One such guerrilla band was led by Manuel "Sureshot" Marulanda (his real name is Pedro Antonio Marin), who in 1966 baptised his group the Revolutionary Armed Forces of Colombia (FARC).
Manuel Marulanda, now more than 70, still heads the FARC.
Drug taxes
Until the 1980s the growth of the FARC was slow, restricted mainly to the outer reaches of the country where hardy peasants had carved land from the jungle and where the state has neglected to follow them.
But then the FARC discovered drugs - not consuming them, which is prohibited in the rebel ranks, but taxing them.
Now they tax every stage of the drug business, from the chemicals needed to process the hardy coca bush into cocaine and the opium poppy into heroin, right up to charging for the processed drugs to be flown from illegal airstrips they control.
And they make at least $300m from the drug trade every year, added to which is their income from kidnapping and extortion, making them probably the richest insurgent group in the world.
Closed route
The FARC did briefly flirt with a political route to power, establishing a political party, the Patriotic Union (UP), in the late 1980s.

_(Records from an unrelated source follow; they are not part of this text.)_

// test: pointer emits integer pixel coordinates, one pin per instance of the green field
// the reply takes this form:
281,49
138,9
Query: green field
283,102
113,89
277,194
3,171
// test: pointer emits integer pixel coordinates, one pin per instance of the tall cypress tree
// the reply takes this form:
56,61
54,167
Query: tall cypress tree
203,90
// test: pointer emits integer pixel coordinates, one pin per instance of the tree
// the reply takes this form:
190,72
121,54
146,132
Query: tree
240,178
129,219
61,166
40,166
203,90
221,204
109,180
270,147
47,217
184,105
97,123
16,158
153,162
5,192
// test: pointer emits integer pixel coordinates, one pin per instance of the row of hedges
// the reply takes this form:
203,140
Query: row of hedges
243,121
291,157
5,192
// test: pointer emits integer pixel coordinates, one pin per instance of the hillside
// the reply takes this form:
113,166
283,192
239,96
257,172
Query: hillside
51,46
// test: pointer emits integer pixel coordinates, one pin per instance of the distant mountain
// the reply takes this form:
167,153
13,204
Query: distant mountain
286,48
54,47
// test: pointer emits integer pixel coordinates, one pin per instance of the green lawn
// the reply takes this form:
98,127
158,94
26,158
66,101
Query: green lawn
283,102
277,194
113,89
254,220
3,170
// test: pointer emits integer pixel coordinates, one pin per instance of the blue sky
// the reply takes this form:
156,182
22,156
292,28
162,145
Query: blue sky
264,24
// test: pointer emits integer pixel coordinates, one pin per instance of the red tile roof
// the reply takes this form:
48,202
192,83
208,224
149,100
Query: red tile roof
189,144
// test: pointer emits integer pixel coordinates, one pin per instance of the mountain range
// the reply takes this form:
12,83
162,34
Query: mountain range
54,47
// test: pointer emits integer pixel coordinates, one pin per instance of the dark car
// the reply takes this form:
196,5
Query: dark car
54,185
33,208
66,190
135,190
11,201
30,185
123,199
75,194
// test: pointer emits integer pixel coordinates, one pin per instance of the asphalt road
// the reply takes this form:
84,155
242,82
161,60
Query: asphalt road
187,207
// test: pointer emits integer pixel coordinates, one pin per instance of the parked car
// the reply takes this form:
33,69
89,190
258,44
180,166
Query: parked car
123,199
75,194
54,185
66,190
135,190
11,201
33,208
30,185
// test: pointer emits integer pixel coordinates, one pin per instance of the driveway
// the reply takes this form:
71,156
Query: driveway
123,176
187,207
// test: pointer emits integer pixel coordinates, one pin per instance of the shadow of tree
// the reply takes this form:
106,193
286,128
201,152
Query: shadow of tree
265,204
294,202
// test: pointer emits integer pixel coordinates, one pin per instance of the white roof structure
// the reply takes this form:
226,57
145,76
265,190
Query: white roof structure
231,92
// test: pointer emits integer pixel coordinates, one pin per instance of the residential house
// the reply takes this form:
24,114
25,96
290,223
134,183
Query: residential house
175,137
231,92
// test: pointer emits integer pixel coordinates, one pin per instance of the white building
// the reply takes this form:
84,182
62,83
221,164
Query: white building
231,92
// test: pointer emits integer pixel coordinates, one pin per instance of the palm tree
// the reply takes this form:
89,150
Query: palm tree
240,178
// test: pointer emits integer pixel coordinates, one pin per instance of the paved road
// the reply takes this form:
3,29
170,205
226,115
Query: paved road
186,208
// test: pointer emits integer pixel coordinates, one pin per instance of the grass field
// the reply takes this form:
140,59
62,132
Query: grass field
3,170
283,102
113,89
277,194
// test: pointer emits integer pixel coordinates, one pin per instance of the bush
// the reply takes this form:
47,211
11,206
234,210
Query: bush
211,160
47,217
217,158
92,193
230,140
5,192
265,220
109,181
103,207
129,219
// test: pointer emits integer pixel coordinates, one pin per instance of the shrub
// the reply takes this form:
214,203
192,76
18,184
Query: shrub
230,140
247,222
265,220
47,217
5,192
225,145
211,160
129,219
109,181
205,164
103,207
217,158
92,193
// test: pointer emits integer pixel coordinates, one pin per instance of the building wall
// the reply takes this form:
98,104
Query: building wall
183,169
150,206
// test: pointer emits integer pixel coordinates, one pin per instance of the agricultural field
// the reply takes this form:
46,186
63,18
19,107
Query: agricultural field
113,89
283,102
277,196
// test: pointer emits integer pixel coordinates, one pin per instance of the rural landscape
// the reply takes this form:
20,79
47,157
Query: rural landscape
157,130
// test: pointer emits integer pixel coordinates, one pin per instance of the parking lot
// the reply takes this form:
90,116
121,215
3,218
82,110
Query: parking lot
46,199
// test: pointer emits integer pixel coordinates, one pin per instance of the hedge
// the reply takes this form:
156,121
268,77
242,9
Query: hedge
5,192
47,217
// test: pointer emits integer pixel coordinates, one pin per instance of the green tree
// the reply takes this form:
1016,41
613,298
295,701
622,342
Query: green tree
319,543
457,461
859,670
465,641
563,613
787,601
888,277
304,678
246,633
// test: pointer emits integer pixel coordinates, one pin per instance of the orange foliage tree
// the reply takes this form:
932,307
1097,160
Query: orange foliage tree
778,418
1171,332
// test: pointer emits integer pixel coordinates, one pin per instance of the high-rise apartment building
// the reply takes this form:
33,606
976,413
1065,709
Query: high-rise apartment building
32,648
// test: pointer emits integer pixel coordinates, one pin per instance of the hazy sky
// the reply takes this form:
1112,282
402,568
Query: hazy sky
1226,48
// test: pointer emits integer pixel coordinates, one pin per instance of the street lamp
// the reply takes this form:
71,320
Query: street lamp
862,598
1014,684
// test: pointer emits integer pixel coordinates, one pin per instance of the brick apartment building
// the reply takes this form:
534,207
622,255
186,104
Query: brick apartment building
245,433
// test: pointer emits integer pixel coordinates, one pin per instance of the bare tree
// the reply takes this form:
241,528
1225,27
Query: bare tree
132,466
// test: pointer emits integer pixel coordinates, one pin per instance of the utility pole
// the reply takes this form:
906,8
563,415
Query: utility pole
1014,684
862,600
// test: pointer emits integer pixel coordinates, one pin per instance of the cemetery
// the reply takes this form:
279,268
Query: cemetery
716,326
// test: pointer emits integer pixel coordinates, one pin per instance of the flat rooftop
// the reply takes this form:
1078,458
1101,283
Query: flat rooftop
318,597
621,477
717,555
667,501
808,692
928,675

But the UP was decimated by right-wing death squads, sponsored by drug traffickers and with links to government security forces.

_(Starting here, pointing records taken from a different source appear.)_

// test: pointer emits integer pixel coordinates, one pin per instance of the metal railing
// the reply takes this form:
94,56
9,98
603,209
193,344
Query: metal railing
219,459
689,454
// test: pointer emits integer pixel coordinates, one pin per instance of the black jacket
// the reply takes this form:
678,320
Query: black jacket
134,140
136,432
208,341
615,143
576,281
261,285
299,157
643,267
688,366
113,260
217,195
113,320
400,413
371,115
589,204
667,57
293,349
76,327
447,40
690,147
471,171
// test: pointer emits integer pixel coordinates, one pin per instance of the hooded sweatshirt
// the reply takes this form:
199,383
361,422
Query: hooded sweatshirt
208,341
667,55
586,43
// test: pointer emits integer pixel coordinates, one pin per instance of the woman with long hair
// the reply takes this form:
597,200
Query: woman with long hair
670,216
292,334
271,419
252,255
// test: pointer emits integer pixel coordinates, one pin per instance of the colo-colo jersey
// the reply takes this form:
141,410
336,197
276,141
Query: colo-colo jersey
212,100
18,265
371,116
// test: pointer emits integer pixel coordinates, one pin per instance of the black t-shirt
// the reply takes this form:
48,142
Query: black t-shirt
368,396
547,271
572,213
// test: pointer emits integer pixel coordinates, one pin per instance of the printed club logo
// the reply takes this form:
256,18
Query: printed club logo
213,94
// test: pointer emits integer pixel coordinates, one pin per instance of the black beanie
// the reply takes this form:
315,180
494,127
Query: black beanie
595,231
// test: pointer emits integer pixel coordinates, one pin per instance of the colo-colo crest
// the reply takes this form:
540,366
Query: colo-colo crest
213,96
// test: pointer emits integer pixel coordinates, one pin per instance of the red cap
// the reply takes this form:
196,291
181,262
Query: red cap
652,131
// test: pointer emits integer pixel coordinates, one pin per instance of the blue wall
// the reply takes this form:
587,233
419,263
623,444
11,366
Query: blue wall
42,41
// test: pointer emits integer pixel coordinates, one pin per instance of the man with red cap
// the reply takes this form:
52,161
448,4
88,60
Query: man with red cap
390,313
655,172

Some 3,000 UP members were murdered, including the UP's 1990 presidential candidate,
Bernardo Jaramillo Ossa.
The political route was therefore effectively
closed to the FARC and they focused on the military route to power, which they are still following today.
Turning tide
In 1998, the rebels were granted a 42,000 sq kilometre safe haven in 1998 by then President Andres Pastrana - their condition for sitting down at the peace table.

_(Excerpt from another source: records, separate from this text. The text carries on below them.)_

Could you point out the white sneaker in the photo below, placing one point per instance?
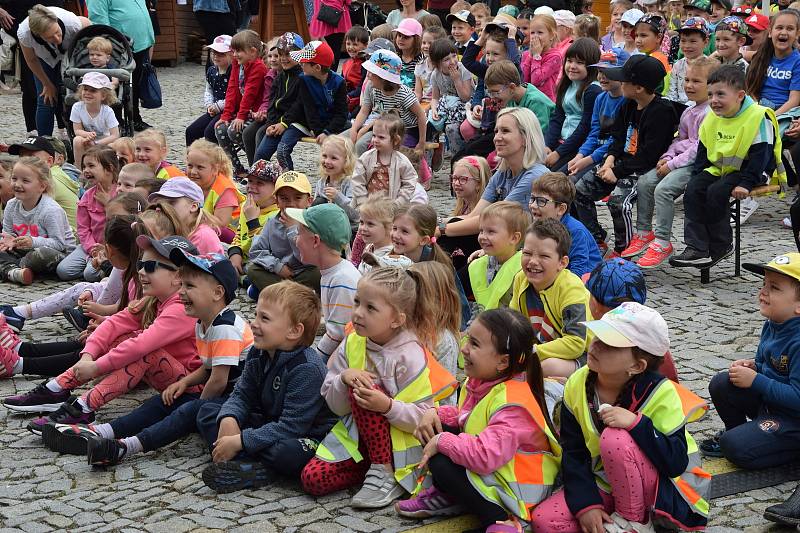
(379, 490)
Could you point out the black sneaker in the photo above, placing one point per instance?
(75, 316)
(231, 476)
(690, 258)
(104, 452)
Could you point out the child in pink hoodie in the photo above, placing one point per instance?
(152, 340)
(499, 437)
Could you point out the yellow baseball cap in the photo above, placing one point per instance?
(787, 264)
(296, 180)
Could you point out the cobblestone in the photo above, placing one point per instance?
(710, 326)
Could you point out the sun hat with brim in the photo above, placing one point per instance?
(385, 64)
(786, 264)
(96, 80)
(179, 187)
(632, 324)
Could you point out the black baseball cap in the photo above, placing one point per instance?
(34, 144)
(640, 69)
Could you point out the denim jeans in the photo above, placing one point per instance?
(658, 194)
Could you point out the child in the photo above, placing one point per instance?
(504, 396)
(553, 298)
(383, 168)
(100, 169)
(763, 389)
(604, 112)
(641, 416)
(273, 255)
(208, 286)
(738, 143)
(551, 197)
(380, 381)
(731, 35)
(208, 166)
(244, 93)
(408, 43)
(541, 64)
(773, 77)
(152, 340)
(658, 188)
(387, 93)
(643, 130)
(336, 165)
(92, 117)
(217, 76)
(693, 37)
(321, 235)
(577, 91)
(36, 235)
(259, 207)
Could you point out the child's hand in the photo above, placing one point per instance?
(173, 391)
(372, 399)
(226, 448)
(742, 376)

But the FARC talked peace with the government while making war, bringing violence and
kidnapping to record levels.
They used their safe haven to import
arms, export drugs, recruit minors and build up their military machine.
The territory was revoked last year by a new government under President Alvaro Uribe, who cancelled the peace talks after FARC rebels hijacked an airliner, forced it to land on a rural road and kidnapped a Colombian senator who was aboard.
President Uribe and the Colombian army have this year launched a fresh offensive against the rebels - backed by $3bn of US military aid.
While the tide is believed to be turning against the FARC, the rebels still believe they can take power with violence.
In September, eight people were killed - including a two-year-old child - after a bomb strapped to a horse has exploded in a market. The FARC was blamed.
The group was also accused of a deadly bombing at a Bogota social club earlier this year, which killed 33 people, although it denies the allegation.